There are many articles that have helped me over time, but I especially like articles that share resources and different approaches to tackling the same task, such as presenting, writing and teaching. I also wrote my own piece when I couldn’t find a post that related to my experience of presenting research abroad because I was keen to share tips I had picked up.

If your PhD thesis was at a pub, what would their drink order be?

If my thesis was at the bar, it would go for something like an espresso martini – strong, complicated and keeps you awake for a long time!

 

Séveric Yersin, Contributions Editor

Why did you join Pubs & Publications?

I began reading Pubs and Publications while writing my master’s thesis, and it gave me some precious advice about academia, research, and the writing process. It has also been very refreshing to read serious posts along with more relaxed ones, or posts talking about important issues with humour. So, when I heard that I could contribute in some way to Pubs and Publications, that I could give back a little of what I received, it was obvious to me that I had to join the committee!

Which is your favourite Pubs & Publications article?

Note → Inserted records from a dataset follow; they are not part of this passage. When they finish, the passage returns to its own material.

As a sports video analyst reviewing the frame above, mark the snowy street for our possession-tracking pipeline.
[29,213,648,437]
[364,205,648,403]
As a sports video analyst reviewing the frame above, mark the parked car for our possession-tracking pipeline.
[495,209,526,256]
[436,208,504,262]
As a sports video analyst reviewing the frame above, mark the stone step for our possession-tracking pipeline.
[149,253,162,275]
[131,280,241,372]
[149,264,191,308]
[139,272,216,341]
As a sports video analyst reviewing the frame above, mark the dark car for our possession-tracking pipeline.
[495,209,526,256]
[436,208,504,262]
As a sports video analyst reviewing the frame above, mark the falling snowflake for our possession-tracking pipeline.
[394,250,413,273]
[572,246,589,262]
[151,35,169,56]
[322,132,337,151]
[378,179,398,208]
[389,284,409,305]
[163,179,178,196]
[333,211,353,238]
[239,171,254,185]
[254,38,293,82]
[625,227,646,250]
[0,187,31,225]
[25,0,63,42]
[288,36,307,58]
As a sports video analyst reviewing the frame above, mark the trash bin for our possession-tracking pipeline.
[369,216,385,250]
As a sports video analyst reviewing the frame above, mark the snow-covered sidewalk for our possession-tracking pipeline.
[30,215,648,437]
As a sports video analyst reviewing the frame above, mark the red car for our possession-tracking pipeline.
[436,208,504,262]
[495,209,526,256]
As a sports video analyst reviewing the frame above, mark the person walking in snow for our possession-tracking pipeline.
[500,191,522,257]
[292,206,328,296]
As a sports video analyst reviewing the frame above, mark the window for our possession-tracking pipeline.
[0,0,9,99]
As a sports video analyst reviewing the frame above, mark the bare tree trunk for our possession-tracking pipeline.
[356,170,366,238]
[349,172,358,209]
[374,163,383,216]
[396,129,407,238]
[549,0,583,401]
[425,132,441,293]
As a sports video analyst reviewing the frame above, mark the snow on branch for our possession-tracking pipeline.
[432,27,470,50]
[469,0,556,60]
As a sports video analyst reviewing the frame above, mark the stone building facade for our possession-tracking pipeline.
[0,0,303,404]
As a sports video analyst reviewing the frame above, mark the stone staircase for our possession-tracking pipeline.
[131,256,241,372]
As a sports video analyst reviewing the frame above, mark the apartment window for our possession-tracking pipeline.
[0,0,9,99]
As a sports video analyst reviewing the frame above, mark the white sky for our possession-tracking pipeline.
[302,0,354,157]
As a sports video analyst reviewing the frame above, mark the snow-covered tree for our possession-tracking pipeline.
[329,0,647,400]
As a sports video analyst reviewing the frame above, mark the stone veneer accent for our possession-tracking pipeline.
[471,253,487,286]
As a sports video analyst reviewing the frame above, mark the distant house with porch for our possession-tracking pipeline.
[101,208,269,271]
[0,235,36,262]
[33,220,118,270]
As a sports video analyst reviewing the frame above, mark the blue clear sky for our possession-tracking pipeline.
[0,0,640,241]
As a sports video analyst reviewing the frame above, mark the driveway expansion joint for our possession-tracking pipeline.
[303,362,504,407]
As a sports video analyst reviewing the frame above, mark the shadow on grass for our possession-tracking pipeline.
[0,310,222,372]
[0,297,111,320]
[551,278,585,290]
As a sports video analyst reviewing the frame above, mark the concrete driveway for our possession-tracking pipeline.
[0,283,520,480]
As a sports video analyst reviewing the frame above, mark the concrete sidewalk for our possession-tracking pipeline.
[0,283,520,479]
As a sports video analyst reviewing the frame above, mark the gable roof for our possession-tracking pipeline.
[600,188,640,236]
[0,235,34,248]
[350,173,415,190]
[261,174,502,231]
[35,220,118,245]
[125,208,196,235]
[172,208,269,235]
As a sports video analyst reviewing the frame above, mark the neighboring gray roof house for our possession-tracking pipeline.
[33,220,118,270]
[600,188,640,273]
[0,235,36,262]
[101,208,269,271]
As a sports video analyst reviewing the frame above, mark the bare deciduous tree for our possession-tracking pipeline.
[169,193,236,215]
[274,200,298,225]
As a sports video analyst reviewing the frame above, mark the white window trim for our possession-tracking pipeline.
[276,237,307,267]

I remember a post by Kathryn Machray from 2019 about procrastination. In the post, she explained that it’s okay to procrastinate, that it’s probably a sign that you should be doing something else, but that you could also organise your environment in order to avoid procrastinating, at least too much. Her post reminded me that even if academic life can be at times oppressive, you do not have to work yourself to death in order to be a good scholar. In the meantime, I remember this TedEx speaker beginning his presentation about the “ten things highly productive people do” by stating that highly productive people don’t watch TedEx presentations about the “ten things highly productive people do” because, let’s face it, people who do are procrastinating.

If your PhD thesis was at a pub, what would their drink order be?

My PhD thesis would order an Old Fashioned.